H.R. : Pour quelqu’un qui vient d’un pays pauvre - je n’aime pas l’expression mais c’est pour clarifier le discours -, venir ici est un choc. Le choc de voir chez vous les poubelles aussi richement garnies. J’ai honte de ramasser dans les poubelles, mais quand je vois ce que l’on jette ici ! ... c’est toujours le choc. J’ai vu partout des frigidaires, des télévisions et tout et tout. Il y a ici excès de matérialisme et de déchet même ! On jette, on jette. Vous appelez ça l’avoir, le matériel... Peut-être est-ce un critère de bonheur. Ici il y a tout, il y a même des déchets. Chez nous ça manque de tout, nous n’avons pas posé comme critère de richesse la possession matérielle. D’ailleurs à Madagascar, les riches ont plus ou moins une obligation de modestie ; obligation mais aussi intérêt, afin de ne pas se faire voler. Nous avons développé là-bas quelque chose qui n’est pas l’avoir. Cela est très clair dans les villages : quand on prend une grande décision sur la place publique, quand on veut par exemple construire une route et que, pour cela, on a besoin de 250 personnes pour la construire et d’un chef d’équipe pour diriger les travaux, celui qui est désigné comme chef n’est bien souvent pas celui qui est le plus riche, ni le plus fort ! Non, le chef c’est toujours un monsieur qui a pris de l’âge, en malgache c’est « celui qui a mangé beaucoup d’années et beaucoup de jours ». Celui-là, qui a les cheveux blancs et parle au nom des ancêtres et de la terre, c’est lui qui décide. Souvent il arrive que le décideur dans un village soit un monsieur qui n’a rien. Mais il a tout, c’est-à-dire qu’il a la parole : il représente la relation entre l’ancêtre et la population. Ce monsieur qui paraît pauvre, un peu sale, tout est bloqué quand il dit non. Même si tu lui donnes de l’argent, il peut tout bloquer. Il faut le respecter. Ce respect de l’homme, de l’ancêtre, de la mort, de l’être, de la terre, voilà ce qui fait peut-être notre richesse. Je dis bien : peut-être.

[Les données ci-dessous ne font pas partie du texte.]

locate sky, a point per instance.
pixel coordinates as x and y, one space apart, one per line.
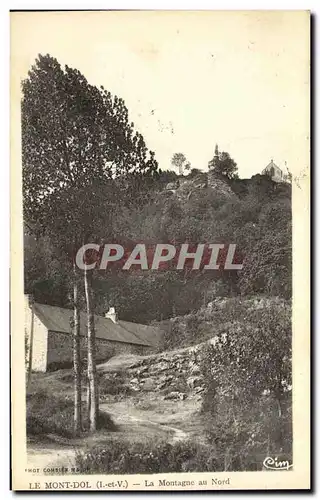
190 80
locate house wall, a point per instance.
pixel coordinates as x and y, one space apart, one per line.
40 339
60 349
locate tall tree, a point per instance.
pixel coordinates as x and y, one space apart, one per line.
76 140
223 164
178 160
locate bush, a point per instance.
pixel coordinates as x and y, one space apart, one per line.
247 398
48 414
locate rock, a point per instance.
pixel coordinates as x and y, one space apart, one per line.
193 382
172 395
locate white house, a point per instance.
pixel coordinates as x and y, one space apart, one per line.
274 172
49 336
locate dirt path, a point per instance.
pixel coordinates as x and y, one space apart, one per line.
174 433
58 455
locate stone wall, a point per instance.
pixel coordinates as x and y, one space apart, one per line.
33 326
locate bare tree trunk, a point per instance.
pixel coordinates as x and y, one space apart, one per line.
93 397
31 342
76 356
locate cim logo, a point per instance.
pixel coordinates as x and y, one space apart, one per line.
275 464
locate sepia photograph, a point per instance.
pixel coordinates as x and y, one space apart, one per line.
160 212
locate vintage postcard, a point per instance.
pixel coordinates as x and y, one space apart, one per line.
160 172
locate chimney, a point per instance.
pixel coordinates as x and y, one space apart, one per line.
111 314
29 299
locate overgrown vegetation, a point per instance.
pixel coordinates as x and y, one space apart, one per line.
48 413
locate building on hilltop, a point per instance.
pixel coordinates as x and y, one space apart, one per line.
50 341
274 172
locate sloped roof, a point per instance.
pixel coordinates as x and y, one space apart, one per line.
271 164
58 319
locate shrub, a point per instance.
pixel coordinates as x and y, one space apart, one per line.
247 398
48 414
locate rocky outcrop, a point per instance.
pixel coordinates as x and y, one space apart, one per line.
175 375
184 189
220 186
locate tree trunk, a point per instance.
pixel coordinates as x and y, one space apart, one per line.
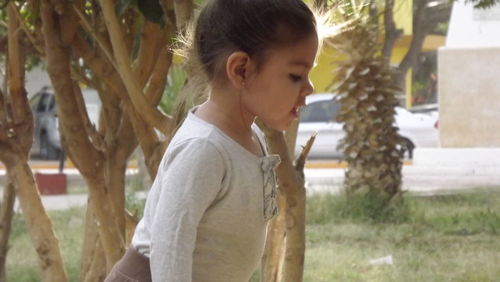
275 245
38 223
16 133
272 261
6 213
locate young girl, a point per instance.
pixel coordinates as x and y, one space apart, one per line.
206 214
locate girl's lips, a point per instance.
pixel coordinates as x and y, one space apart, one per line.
295 111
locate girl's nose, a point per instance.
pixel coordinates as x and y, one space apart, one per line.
308 89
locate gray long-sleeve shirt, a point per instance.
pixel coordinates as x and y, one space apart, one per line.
206 214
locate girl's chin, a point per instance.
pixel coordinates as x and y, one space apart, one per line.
280 126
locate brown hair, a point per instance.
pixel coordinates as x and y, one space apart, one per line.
252 26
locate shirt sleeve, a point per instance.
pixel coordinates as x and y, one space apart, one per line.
191 179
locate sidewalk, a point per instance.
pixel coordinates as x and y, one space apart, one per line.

PVP : Que représente ce que l’on appelle la mondialisation pour toi qui luttes à Madagascar ? Comment la vis-tu et la vois-tu ?

H.R. : Ça a l’air encore d’un nouveau truc, d’un gadget intellectuel. On a déjà connu ça. On nous avait déjà dit : « vous avez une civilisation un peu retardée » - ce qui a permis la colonisation. Puis est venu un autre gadget. On s’était dit : « Voilà l’indépendance ! On est décolonisé ». Ensuite on a dit : « Non ! On est fâchés. Allez, on va faire la révolution ! » Et voilà, on a fait la révolution. Après on a dit : « Non, ça va pas la révolution on va libéraliser. » Et maintenant on dit : « Mondialisation ! ». Tout ce que je sais c’est qu’il y a, d’une part une minorité qui manipule toujours ces choses-là et qui est toujours là et, d’autre part, une grande majorité, les paysans compris, qui est un peu étonnée que les discours changent, que le mode de penser change mais que les choses restent les mêmes ! Sauf qu’avec la mondialisation actuelle, on assiste à un pillage systématique de Madagascar contre lequel on ne peut rien, parce qu’il faudrait, paraît-il, libéraliser tout et faciliter la circulation des biens et des produits. Circulation des biens et des produits, cela veut dire entre autres : « venez dans les pays pauvres et pillez tout ce qu’il y a à piller. » C’est ça la mondialisation.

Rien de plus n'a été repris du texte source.